Türkiye’deki aynı isimli kanuna atıf yapacak olursak; konut kiralamaları uzun süreli ya da kısa süreli olması fark etmeksizin vergilendirmeye tabidir. Uzun süreli kiralamalardan elde edilen her türlü kazanç, GVK md. 70 kapsamında gayrimenkul sermaye iradı sayılmaktadır. Bu şekilde kiralama yapan ev sahipleri şartlara göre emlak vergisi, kira gelir vergisi, çevre temizlik vergisi ve değer artış kira vergisi vb. vergiler ödemektedir.
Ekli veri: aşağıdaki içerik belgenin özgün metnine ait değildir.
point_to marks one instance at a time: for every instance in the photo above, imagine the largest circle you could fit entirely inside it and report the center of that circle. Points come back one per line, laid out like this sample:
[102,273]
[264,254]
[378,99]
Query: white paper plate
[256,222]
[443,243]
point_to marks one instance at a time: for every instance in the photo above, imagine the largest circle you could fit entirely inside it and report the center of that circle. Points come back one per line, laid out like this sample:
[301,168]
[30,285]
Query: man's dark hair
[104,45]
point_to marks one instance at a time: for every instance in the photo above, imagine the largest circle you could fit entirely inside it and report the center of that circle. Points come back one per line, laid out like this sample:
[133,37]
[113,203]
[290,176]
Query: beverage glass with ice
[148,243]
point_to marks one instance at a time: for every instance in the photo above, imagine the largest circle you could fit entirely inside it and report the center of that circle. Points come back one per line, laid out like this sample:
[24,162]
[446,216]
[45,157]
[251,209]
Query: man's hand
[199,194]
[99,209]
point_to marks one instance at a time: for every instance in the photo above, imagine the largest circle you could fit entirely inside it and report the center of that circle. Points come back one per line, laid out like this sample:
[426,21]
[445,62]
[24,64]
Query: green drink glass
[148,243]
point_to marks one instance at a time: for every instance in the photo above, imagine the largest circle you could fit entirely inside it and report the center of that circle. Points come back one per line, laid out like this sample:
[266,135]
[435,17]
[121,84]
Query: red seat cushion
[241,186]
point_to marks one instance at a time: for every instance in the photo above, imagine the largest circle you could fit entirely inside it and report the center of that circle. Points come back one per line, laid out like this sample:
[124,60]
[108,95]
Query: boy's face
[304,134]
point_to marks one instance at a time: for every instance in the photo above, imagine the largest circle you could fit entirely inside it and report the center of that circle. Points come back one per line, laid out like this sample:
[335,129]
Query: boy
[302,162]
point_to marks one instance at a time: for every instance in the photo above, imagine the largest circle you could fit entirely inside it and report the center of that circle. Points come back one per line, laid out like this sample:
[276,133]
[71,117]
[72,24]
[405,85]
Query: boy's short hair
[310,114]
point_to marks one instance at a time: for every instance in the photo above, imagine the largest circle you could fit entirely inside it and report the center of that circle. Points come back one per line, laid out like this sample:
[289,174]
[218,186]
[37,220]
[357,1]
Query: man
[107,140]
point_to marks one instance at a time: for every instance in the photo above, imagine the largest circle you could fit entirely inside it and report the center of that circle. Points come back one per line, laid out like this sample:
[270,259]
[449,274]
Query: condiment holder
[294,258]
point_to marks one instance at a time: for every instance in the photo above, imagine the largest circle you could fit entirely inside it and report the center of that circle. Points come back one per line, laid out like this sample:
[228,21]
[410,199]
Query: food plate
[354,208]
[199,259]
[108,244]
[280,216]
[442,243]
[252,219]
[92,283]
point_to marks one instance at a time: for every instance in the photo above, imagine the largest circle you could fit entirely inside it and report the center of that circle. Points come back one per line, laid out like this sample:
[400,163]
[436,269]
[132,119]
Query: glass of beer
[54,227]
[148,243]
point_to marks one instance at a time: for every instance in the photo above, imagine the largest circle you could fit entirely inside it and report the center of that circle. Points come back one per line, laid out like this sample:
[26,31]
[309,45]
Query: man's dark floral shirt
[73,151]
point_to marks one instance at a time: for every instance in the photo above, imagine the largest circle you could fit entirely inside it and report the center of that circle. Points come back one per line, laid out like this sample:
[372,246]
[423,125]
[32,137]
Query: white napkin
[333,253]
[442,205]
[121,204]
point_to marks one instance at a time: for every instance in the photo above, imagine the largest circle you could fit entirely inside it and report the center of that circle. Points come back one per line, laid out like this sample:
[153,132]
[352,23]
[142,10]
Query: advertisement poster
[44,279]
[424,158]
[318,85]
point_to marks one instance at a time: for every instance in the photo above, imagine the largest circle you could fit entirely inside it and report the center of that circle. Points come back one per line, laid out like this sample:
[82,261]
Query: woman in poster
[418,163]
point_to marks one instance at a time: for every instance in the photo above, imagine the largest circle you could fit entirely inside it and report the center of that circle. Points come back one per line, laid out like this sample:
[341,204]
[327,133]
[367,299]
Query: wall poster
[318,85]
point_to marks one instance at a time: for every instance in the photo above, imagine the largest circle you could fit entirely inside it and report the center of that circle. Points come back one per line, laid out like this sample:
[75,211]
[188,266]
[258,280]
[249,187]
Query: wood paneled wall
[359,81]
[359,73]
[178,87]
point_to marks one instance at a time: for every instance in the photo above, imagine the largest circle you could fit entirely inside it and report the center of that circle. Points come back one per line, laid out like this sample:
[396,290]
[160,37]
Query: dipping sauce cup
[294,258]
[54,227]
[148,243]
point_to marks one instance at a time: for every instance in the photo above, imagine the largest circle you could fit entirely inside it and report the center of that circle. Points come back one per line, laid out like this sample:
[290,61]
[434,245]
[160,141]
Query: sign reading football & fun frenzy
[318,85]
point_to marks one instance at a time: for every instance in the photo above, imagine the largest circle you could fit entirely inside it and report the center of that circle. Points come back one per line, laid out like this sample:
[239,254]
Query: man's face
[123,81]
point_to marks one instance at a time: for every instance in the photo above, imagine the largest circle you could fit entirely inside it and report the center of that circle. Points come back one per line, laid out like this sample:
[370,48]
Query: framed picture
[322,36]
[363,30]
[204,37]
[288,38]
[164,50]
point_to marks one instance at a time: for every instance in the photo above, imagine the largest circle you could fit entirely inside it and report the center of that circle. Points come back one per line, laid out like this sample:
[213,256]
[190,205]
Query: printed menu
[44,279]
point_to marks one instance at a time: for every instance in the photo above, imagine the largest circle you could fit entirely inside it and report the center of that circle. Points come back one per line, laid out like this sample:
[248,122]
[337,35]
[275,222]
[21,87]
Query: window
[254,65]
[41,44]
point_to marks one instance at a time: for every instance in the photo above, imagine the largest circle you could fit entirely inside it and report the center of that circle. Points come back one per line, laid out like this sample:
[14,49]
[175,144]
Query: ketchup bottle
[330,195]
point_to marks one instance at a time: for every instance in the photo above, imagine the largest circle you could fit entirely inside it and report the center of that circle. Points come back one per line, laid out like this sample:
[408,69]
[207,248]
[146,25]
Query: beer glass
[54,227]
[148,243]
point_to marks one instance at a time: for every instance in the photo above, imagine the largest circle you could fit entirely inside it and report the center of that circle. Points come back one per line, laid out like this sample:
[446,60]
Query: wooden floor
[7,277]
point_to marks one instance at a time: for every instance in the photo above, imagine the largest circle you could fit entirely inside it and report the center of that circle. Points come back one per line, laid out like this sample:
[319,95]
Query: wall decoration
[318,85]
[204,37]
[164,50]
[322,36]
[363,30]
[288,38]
Airbnb Yasa öngörüsü yanında tüzükleri hazırlanmadığı gerekçesiyle halen yürürlüğe girmeyen 9/2023 sayılı Hal Yasasının amacı, “mal ticaretinin, kayıt altına alınması, kalite ve standartlara, gıda güvenilirliğine ve sağlık kurallarına uygun olarak serbest rekabet koşulları içerisinde, hal aracılığıyla yapılmasını, malların etkin şekilde tedarikini, dağıtımını ve satışını üretici ve tüketicilerin hak ve çıkarlarının korunmasını, malların ticareti ile uğraşan kişilerin faaliyetlerinin düzenlenmesini, halin alt yapısının çağdaş bir sisteme kavuşturulmasını ve işletilmesini sağlamaktır” şeklinde ifade edilmektedir (md. 3).
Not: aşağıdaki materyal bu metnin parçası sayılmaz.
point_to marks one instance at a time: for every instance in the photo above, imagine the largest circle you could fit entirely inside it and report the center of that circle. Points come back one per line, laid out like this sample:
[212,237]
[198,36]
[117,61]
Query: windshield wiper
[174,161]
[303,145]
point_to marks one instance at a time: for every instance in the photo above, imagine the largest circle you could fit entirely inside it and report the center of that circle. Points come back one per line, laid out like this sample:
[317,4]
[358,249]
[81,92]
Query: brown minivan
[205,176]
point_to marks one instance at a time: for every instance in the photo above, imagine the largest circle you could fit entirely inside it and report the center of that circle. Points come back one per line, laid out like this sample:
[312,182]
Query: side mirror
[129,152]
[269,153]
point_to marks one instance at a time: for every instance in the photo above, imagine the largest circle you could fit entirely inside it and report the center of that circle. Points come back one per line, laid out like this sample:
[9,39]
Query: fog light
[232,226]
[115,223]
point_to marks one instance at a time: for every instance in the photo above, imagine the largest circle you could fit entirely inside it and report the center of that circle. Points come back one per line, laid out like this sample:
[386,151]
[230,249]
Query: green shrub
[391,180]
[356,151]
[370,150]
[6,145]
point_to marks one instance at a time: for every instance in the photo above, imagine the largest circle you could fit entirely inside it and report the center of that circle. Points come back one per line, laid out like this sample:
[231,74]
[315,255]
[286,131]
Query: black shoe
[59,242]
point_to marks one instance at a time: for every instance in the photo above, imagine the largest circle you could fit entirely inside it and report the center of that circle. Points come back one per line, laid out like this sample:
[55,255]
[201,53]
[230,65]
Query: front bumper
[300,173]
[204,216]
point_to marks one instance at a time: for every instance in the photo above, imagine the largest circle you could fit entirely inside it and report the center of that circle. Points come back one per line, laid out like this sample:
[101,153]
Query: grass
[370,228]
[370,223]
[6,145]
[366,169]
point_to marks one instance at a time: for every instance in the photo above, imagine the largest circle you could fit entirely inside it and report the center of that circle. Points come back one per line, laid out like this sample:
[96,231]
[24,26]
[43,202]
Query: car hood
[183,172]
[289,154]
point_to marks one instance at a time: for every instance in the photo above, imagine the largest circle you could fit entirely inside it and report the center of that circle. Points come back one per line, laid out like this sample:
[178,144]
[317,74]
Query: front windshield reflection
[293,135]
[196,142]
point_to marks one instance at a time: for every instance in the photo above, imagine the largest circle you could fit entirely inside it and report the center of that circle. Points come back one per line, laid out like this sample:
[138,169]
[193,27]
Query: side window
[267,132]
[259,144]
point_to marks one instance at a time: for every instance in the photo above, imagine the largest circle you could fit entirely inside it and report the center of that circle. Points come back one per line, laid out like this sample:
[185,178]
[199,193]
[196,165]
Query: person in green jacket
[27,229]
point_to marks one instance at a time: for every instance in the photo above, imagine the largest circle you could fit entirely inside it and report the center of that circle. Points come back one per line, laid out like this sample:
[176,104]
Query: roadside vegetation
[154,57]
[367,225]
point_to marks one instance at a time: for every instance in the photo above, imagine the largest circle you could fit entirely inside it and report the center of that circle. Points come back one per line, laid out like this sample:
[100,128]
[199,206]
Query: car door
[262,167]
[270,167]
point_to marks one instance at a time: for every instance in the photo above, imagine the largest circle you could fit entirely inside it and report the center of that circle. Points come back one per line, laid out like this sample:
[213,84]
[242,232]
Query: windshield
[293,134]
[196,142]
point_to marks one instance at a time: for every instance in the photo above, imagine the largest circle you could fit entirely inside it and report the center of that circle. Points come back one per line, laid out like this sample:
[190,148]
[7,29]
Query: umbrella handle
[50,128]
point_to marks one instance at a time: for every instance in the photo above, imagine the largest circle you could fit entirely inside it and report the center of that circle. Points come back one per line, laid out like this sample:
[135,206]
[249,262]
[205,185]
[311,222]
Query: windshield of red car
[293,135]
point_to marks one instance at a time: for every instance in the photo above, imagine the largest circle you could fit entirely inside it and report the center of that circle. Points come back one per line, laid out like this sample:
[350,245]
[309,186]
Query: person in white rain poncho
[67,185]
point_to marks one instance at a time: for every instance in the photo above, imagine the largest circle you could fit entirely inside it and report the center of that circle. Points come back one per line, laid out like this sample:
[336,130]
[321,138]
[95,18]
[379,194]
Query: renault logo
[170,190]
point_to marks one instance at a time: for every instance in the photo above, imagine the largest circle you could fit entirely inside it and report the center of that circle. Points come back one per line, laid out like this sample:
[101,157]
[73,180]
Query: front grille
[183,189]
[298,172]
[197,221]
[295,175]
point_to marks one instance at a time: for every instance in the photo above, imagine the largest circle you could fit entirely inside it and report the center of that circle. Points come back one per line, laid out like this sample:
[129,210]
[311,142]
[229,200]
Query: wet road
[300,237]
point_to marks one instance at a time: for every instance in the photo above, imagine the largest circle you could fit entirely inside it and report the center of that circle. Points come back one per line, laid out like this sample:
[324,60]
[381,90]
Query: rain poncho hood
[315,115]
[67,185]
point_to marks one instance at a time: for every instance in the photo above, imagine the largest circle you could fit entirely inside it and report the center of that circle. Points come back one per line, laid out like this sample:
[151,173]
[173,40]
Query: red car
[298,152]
Her ne kadar yasanın amaçları arasında gıda güvenilirliği ve sağlık kurallarına uygunluk ile üretici ve tüketicilerin hak ve çıkarlarının korunması hususları bulunsa da bunların nasıl sağlanacağı net olarak paydaşlar tarafından açıklanamamaktadır. Ancak net olan husus eski müsteşarın ifadesi ile de anlaşabileceği gibi; hal yasası ile üretici, toptancı ve tüketicilerin ödeyeceği bedel ve vergiler sayesinde hal işletmecisi, belediyeler ve devlet bütçesi ihya olacaktır.
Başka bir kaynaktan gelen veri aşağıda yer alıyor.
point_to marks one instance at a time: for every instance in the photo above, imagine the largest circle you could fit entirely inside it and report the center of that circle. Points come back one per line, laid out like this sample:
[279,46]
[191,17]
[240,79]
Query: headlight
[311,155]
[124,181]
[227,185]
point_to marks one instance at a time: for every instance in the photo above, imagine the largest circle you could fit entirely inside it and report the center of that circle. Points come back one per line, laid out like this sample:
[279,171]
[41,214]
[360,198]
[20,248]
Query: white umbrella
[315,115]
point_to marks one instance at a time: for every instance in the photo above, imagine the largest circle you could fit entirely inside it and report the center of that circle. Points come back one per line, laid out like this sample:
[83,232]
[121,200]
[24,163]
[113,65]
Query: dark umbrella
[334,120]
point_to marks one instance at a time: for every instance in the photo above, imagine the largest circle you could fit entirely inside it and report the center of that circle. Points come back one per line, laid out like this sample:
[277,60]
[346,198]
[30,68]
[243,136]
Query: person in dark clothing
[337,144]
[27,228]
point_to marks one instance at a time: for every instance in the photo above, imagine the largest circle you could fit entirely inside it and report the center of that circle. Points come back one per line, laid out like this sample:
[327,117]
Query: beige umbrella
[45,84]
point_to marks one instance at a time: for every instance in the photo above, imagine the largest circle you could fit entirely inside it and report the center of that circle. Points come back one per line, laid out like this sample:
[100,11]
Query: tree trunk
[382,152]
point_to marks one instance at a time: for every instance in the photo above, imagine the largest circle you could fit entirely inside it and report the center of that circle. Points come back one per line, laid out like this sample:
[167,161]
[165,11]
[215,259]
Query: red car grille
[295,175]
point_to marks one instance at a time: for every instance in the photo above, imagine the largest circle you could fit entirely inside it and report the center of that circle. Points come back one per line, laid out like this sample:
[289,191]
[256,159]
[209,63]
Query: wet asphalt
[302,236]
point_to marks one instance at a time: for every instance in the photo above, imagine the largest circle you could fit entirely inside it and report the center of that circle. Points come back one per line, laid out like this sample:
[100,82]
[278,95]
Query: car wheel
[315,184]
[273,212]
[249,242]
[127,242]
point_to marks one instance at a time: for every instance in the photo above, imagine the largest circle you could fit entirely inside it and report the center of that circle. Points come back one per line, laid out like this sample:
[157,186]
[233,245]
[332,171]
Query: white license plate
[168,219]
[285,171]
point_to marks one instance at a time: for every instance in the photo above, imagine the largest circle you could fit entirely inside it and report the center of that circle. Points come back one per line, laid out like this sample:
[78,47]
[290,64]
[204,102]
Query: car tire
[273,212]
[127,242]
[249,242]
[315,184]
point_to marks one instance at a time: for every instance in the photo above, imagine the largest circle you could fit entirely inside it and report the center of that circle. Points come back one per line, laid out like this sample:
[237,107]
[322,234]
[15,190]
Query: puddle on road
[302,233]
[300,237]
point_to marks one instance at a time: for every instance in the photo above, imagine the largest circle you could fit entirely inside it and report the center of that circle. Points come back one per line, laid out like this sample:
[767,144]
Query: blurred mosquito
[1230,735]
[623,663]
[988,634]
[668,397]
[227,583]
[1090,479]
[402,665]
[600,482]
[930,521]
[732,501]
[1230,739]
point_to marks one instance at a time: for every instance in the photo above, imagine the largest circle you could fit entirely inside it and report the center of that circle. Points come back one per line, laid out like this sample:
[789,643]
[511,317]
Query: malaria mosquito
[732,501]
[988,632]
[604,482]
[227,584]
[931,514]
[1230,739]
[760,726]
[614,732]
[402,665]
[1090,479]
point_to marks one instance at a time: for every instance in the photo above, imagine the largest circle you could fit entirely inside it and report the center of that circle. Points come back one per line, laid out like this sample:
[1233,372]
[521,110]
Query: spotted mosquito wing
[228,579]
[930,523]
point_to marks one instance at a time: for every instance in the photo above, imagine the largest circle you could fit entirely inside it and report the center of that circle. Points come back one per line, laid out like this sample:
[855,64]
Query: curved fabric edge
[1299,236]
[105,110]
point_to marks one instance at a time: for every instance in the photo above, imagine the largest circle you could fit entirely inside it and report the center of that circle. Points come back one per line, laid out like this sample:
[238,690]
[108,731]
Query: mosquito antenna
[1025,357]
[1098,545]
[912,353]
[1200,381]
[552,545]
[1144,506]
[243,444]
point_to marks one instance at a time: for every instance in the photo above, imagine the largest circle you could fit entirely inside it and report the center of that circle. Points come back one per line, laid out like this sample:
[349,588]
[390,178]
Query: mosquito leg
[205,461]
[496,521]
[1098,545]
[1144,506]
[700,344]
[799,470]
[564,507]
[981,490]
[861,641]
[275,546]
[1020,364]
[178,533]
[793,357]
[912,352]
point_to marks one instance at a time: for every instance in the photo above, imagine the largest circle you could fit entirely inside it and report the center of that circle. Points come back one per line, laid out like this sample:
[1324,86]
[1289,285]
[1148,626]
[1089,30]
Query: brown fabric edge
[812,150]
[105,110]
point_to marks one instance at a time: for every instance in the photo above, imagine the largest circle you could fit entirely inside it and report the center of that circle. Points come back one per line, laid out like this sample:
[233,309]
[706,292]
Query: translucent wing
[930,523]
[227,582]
Hal yasası sayesinde hal işletmecisi, belediyeler ve devlet bütçesine yapılacak katkılar yasanın 13., 19. ve 20. maddelerinde düzenlemektedir. Bu çerçevede, gelir kaynağı yaratan başlıca yasal hükümler aşağıdaki gibi sırlanabilir:

· İşletmeci, haldeki işyerlerini, kiralama yoluyla kiralar. Halde bulunan toplam satış alanının en az yüzde yirmisi özel satış yeri olarak üreticilere veya üretici örgütlerine ayrılır ve kiralanır (md. 13.1).

· Halde satılan mallar için hal çıkış fiyatları üzerinden, yürürlükteki vergi mevzuatına göre vergi kesintileri, hal katkı payı ve belediye kıymet ve tartı ücreti alınır (md. 19.1).

· Bu Yasa kurallarına aykırı olarak, bu Yasaya bağlı Cetvel’de yer alan suçları işleyenlere bu cezalara muadil aynı Cetvel’de yer alan idari para cezaları verilir (20.1).

Sonuç olarak; gerçekleşmesi muallakta olan üretici ve tüketicilerin hak ve çıkarlarının korunması gibi soyut hedeflerle cazip gösterilmeye çalışılan hal yasası ve benzerlerinin gailesi vatandaşın refahı olmayıp iflas durumda olan devlet bütçesini ayağa kaldırmak olduğu uzun süre görev yapan eski müsteşarların itirafları ile de anlaşılmaktadır.